Results and Discussion

In order to rank the weighted scenarios, the integrated AHP and TOPSIS are used. By collecting comments from experts, developing paired comparison matrices, and using the geometric mean for each element in matrices, the final matrix of comments is provided (Table 4).

This final matrix of AHP is incompatible; therefore, the approximate total row is used to obtain weights (vector W). To this end, the sum of each row and column corresponding normalizing the result is obtained. At first, the sum of each row is calculated. For instance, the sum of row related to C2 is equal to 28.28. Then, the greatest value is determined among the calculated values and this value is associated with C1 (57.955). Finally, the weight of each item is obtained by dividing the sum of each row by 57.955. For example, w2 is equal to 28.28 divided by 57.955 and its value is 0.487. The vector of weights is as follows:

$$\begin{aligned} W= & {} (w_{1},w_{2},w_{3},w_{4},w_{5},w_{6},w_{7},w_{8},w_{9})\\= & {} (1,0.487,0.554,0.112,0.296,0.550,\\&0.074,0.226,0.499) \end{aligned}$$

Then, the matrix V, the result of multiplying the normalized matrix and weight vector is shown in Table 5.

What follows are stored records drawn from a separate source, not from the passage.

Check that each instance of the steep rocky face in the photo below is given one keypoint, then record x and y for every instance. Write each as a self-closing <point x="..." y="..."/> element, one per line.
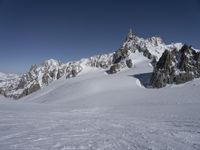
<point x="176" y="66"/>
<point x="151" y="48"/>
<point x="42" y="75"/>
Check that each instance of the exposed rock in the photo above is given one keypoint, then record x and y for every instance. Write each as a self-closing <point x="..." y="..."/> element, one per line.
<point x="114" y="69"/>
<point x="176" y="66"/>
<point x="129" y="63"/>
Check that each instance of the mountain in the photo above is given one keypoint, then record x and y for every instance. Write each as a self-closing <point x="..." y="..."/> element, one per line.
<point x="44" y="74"/>
<point x="176" y="66"/>
<point x="96" y="110"/>
<point x="92" y="104"/>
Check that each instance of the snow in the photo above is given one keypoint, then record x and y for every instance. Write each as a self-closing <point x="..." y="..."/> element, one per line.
<point x="104" y="112"/>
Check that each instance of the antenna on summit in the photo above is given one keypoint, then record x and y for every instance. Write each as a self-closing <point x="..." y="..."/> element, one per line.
<point x="130" y="35"/>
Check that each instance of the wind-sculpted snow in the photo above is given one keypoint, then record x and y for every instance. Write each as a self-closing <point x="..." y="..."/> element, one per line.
<point x="42" y="75"/>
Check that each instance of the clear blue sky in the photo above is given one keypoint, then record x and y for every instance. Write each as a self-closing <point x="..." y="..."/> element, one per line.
<point x="32" y="31"/>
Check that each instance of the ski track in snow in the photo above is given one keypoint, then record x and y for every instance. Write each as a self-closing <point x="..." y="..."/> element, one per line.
<point x="94" y="129"/>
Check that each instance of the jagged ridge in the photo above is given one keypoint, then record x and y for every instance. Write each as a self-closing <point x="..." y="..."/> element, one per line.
<point x="41" y="75"/>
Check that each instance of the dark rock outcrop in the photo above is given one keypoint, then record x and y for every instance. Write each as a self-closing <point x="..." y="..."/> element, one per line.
<point x="129" y="63"/>
<point x="176" y="66"/>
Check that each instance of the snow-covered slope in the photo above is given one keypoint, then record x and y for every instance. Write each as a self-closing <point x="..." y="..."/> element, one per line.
<point x="44" y="74"/>
<point x="96" y="110"/>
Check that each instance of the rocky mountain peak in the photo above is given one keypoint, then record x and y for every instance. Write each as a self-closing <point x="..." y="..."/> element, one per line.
<point x="129" y="35"/>
<point x="176" y="66"/>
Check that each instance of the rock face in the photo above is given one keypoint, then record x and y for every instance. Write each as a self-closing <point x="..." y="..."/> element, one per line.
<point x="176" y="66"/>
<point x="42" y="75"/>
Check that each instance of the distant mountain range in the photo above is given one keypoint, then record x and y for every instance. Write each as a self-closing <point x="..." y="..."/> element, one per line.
<point x="173" y="63"/>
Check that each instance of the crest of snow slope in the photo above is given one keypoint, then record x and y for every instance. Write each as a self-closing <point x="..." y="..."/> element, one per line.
<point x="100" y="111"/>
<point x="41" y="75"/>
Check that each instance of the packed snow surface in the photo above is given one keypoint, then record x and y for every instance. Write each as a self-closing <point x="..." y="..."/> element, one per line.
<point x="97" y="111"/>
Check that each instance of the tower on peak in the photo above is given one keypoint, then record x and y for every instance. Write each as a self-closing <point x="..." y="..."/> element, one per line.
<point x="130" y="35"/>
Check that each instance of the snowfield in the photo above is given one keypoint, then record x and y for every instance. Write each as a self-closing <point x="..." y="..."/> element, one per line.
<point x="97" y="111"/>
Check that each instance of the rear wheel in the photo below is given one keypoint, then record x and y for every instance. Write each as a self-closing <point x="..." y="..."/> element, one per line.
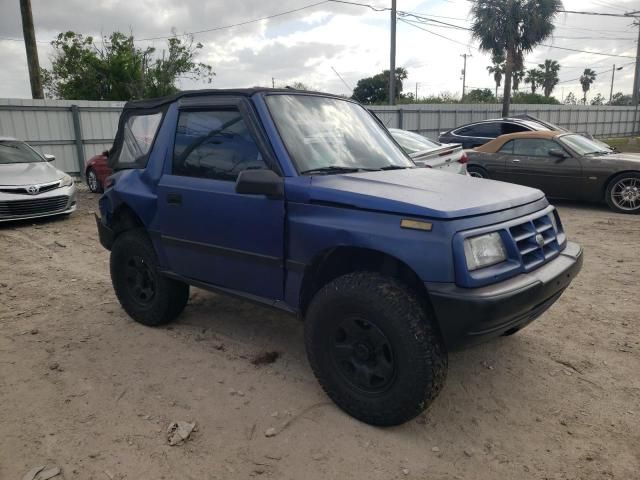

The distance between the ideal and also the non-ideal of each scenario is shown in Tables 6 and 7, respectively.

As mentioned earlier, the method used in this study consisted of simulation, AHP and TOPSIS that assign different weights to thecriteria based on expert judgments. Numbers of random failures of machines and operators’ errors are used to model reliability in this study. Number of preventive maintenance activities must be optimized to enhance down time. This study optimizes operator utilization, cost and average time entities (products) spent in system. Regarding the above parameters, the best case scenarios in terms of a clear trend is identified. Optimum scenarios are 96, 82 and 90 as shown in Table 8. They lead to the best possible maintenance planning. In the mentioned scenarios, the normal operator that leads to lower cost was chosen. Probably, the number of five pieces has received more appropriate scheduled preventive maintenance, and the average time of entities’ presence in system is considerably low. It indicates a higher production rate compared to other scenarios.

Table 8 Scenarios ranking based on AHP-TOPSIS approach

Conclusion

In this study, a unique and integrated approach was proposed for planning maintenance activities in an actual manufacturing system. Maintenance planning problems were discussed from various aspects and solved by various methods. However, integration of computer simulation and AHP-TOPSIS methods for maintenance planning problems incorporating human error and learning effects have not been considered in recent studies. Hence, incorporation of human error and learning effects in parallel to reliability and availability indicators in the integrated approach of this study makes it a quite unique approach for maintenance planning problems. Optimum maintenance planning is obtained from the best scenarios retrieved from AHP and TOPSIS. Considering the same weights for all criteria is usually far from reality, and is not feasible for decision making process. Thus, AHP-TOPSIS is used to consider weighting criteria based on experts’ judgements. The results of this study indicated that that there is no failure and operators are identified as normal skilled workers in the best scenarios. The numbers of five scheduled preventive maintenance pieces seem to be appropriate and the average wait time is reasonably low. An advantage of the proposed method is the ability to add and change various parameters for sensitivity analysis. Changing the input of each parameter can change the result for each output. The results of this study are helpful for managers and other decision makers to select the best policy for maintenance planning.